Anyone here troll with wally divers? what colors are you using?


----------



## Shortdrift (Apr 5, 2004)

I have found them to be quite effective eary in the year. Their appeal seems to wear off as summer approached. Blue/Chrome and Green/Chrome. Make sure you tune them.


----------



## BFG (Mar 29, 2006)

The jointed Wally Divers have found a spot in my arsenal. Perch pattern and rainbow trout-looking pattern have been good for me in the summer in the original one-piece pattern. 

I pull 'em behind boards with Snap weights or leadcore if needed. 


Hope that helps.


----------



## Cat Man (Apr 9, 2007)

Cabelas has them on sale for $1.99


----------



## Hetfieldinn (May 17, 2004)

The Wally Diver was my 'go to' lure when I used to fish Mosquito every weekend.

In still use them on my Canada trips, and have a lot of success with them.
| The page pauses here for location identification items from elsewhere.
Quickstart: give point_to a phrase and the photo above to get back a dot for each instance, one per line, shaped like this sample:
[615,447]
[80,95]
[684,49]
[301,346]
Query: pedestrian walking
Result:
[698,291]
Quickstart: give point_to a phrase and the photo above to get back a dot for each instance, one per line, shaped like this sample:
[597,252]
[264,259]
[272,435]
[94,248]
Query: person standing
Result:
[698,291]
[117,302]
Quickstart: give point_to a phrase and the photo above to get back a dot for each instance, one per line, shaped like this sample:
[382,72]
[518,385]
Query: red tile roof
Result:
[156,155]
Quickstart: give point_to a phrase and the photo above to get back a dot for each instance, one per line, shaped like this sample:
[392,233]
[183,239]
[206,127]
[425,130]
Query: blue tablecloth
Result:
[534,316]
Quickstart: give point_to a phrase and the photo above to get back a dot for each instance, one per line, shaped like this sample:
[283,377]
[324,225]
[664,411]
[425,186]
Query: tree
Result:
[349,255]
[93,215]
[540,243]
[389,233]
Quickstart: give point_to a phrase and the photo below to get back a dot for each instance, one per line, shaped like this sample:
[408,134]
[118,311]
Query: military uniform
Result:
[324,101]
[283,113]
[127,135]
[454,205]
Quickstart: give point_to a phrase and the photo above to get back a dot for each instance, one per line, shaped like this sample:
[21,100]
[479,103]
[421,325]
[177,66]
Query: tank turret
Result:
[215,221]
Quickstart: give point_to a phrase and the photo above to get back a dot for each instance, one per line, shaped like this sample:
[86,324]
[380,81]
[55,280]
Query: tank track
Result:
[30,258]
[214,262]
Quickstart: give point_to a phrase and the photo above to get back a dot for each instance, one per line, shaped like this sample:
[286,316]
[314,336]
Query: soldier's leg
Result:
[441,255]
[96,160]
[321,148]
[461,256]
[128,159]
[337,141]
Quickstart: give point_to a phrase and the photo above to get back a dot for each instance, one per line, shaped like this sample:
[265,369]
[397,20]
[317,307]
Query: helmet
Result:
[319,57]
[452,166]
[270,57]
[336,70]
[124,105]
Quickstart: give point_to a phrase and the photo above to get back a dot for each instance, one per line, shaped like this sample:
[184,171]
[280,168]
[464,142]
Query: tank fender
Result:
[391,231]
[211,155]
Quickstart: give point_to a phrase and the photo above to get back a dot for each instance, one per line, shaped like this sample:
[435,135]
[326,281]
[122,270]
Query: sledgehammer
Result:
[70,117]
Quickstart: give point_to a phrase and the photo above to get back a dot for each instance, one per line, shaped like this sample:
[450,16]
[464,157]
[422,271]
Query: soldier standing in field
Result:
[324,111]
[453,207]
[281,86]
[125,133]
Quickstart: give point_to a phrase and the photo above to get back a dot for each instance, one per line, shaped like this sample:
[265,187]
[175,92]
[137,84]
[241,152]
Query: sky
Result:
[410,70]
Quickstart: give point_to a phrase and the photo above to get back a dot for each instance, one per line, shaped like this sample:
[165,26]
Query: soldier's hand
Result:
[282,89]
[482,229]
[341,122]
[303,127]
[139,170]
Favorites are the dark perch color (they also have a lighter perch color), chrome and black, and gold and black.


----------



## All Eyes (Jul 28, 2004)

I have found them to be real good on certain lakes. Berlin Res. is one of them.
I've caught some pretty decent eyes trolling there with either a perch or chartreuse w/orange belly. The go to (or at least starting point) anywhere else for me is chrome/blue. When in doubt, troll everything you got for 10 min. each till you find what they want. Wally Demons work pretty well too. They are kind of similar but have a single chrome bearing mounted in the lip.


----------



## K gonefishin (May 4, 2004)

I caught my first 10 pound eye on a the multi colored one. it was yellow, blue, pink, orange, all different colors, clown colored litterly, no the red head clown, they catch fish really good, I caught other walleye on that same bait before my bro decided to lose it.


----------



## gdtii (Oct 31, 2005)

Wally D's are a good speed trolling lure, run true.


----------



## Dock Time (Sep 12, 2006)

Great lures. I use them in Canada too, for northern.


----------



## WISH IT WAS YOU (Jul 25, 2006)

ohhh yea i love perch and gold i want to try the new joined ones but have not got out to buy them. i troll and cast them with great turn outs i have cout smallies large mouth walleye sauger and northerns on them they are a great lure .


----------